No elevated privileges required. Any container on the Docker bridge network can call model-runner.docker.internal and trigger this. CVE-2026-5843 carries a CVSS 4.0 base score of 8.8. It was patched in Docker Desktop 4.71.0.
CVE-2026-5817: The vllm-metal Backend Trusts All Tokenizers, Always
The vllm-metal inference backend — also macOS-only — has a different but structurally identical flaw. It calls transformers.AutoTokenizer.from_pretrained() with trust_remote_code=True hardcoded and unconditional.
That flag tells the Hugging Face transformers library to download and execute any Python tokenizer code the model specifies. It exists for a reason — some tokenizers need custom code — but it’s supposed to be an explicit opt-in by the developer, with awareness of the trust implications. Here, Docker enabled it for every model, from every source, automatically.
Any container on the Docker network can trigger this the same way: pull a crafted model, request inference, get host code execution. CVE-2026-5817 was patched in Docker Desktop 4.68.0, with the fix removing the unconditional flag and adding sandbox isolation for inference.
The Root Cause: Model Code Ran on the Host
Both CVEs share the same failure: the inference backends ran model-supplied Python code in the host process context rather than sandboxed inside Docker’s isolation boundary. A container can’t read your SSH keys by default. A malicious model loaded by Model Runner’s macOS backends could.
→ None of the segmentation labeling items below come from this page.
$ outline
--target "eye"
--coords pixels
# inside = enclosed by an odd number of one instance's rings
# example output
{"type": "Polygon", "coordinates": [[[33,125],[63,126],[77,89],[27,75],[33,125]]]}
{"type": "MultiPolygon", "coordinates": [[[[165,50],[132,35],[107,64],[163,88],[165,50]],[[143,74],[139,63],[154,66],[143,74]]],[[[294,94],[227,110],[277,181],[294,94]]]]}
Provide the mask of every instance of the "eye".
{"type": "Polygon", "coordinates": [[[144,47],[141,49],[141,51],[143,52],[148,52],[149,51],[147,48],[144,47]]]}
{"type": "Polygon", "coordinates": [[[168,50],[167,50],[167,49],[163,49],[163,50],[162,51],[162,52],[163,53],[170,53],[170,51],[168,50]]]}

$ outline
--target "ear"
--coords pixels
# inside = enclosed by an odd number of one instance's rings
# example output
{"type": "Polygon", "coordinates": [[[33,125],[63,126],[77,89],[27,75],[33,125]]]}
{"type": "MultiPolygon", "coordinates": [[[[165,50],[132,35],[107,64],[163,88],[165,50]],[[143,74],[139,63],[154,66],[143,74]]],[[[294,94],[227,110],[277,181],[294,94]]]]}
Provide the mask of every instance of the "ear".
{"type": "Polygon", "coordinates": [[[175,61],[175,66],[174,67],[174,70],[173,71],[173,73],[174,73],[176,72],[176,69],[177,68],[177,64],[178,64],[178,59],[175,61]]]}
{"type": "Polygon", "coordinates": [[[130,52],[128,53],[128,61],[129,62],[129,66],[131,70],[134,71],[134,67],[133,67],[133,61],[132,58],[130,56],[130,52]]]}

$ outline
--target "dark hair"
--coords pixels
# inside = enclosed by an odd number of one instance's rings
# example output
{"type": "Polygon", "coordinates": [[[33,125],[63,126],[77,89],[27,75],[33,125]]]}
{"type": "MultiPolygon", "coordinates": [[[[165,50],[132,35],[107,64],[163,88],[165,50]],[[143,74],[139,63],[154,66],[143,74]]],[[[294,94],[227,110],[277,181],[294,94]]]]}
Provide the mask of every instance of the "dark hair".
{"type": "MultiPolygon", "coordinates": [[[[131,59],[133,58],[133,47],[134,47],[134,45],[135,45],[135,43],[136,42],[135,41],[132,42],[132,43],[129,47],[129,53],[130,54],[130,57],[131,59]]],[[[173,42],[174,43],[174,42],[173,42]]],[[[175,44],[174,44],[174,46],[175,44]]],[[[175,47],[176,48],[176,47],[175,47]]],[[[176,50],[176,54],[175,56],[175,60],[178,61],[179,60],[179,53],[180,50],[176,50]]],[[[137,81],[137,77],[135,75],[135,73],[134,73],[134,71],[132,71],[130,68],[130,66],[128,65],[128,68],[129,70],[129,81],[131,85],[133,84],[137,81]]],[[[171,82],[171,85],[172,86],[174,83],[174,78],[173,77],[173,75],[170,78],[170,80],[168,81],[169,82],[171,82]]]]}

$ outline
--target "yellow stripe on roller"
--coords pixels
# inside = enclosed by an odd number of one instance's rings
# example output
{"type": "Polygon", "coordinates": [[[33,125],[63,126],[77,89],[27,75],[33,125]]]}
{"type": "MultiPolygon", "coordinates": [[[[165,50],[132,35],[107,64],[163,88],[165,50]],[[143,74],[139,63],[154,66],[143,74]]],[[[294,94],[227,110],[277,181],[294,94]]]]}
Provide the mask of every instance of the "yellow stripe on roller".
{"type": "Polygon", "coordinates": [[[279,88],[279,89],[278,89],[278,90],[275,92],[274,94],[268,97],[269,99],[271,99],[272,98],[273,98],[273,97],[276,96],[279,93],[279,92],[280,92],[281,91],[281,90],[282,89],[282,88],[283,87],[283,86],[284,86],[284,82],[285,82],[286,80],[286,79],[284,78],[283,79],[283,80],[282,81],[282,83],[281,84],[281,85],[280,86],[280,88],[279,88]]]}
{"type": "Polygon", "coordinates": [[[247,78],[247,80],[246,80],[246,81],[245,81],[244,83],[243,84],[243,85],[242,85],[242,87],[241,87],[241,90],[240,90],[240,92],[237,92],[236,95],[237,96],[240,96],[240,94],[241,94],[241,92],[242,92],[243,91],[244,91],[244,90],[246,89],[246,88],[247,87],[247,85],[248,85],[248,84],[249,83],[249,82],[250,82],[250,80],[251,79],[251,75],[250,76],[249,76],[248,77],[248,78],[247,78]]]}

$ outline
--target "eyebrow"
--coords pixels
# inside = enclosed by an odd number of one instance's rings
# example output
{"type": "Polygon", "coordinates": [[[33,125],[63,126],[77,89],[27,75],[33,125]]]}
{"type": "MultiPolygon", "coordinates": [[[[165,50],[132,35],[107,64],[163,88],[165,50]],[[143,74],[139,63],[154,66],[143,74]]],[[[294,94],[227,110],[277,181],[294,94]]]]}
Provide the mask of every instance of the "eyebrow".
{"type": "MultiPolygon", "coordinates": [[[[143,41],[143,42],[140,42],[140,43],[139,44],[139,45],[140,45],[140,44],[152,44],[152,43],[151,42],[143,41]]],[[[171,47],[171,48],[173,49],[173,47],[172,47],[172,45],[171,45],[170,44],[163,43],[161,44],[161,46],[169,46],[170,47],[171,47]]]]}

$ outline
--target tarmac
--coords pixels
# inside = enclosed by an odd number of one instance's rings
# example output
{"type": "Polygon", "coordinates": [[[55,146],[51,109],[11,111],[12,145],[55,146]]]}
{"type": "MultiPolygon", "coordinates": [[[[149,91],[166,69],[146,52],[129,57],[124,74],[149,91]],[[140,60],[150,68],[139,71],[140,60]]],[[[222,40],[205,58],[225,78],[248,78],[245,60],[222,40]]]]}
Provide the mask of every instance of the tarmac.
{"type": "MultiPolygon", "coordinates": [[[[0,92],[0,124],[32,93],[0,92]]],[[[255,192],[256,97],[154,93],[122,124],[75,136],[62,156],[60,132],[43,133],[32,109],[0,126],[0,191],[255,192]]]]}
This isn’t just a Docker bug — it’s a category of problem that applies to every local AI inference tool. AI models aren’t inert data. Tokenizers, model scripts, and config files can contain executable Python. trust_remote_code=True is a real flag with real consequences. Tools that load models from registries need to treat model content as untrusted, the same way a package manager treats a dependency from a public registry.
Fix It: Update to Docker Desktop 4.71.0
Check your version: Docker Desktop → “About Docker Desktop.” If you’re below 4.71.0, update via Settings → Software Updates.
Docker Desktop 4.71.0 is notable beyond the patch: it disabled Docker Model Runner by default. You now have to explicitly enable it in Settings. That’s a significant change from the previous default-on stance, and it signals Docker’s own assessment of the trust boundary problem.
Until you’ve updated, the interim mitigations are: restrict container network access to model-runner.docker.internal to trusted containers only, and only pull models from sources you control or fully trust. Avoid pulling models from unnamed community uploads on Docker Hub or Hugging Face OCI.
The Bigger Picture: Model Supply Chain Is the New npm Supply Chain
Models distributed via OCI registries aren’t just weights and configs — they can carry executable Python. Popularity on a hub isn’t a proxy for safety. A poisoned model disguised as a popular LLM variant is a viable attack vector, and with Docker Model Runner on 3.3 million developer machines, the surface is significant.
The TeamPCP supply chain attack (February 2026) showed how attackers can compromise developer-trusted tools through npm and PyPI. The model supply chain — OCI registries, Hugging Face Hub, Docker Hub — is the next frontier for the same playbook. These two Docker CVEs make that concrete: a malicious model, distributed through legitimate channels, can own a developer’s machine with no user error required beyond pulling a model that looked legitimate.
Treat models from public registries with the same skepticism you’d apply to a dependency from a stranger on npm. That means version pinning, source verification, and ideally signing. The NVD entry for CVE-2026-5843 and the CVE-2026-5817 advisory have full technical details if you need them for incident response. For now, the most actionable step is simpler: update Docker Desktop.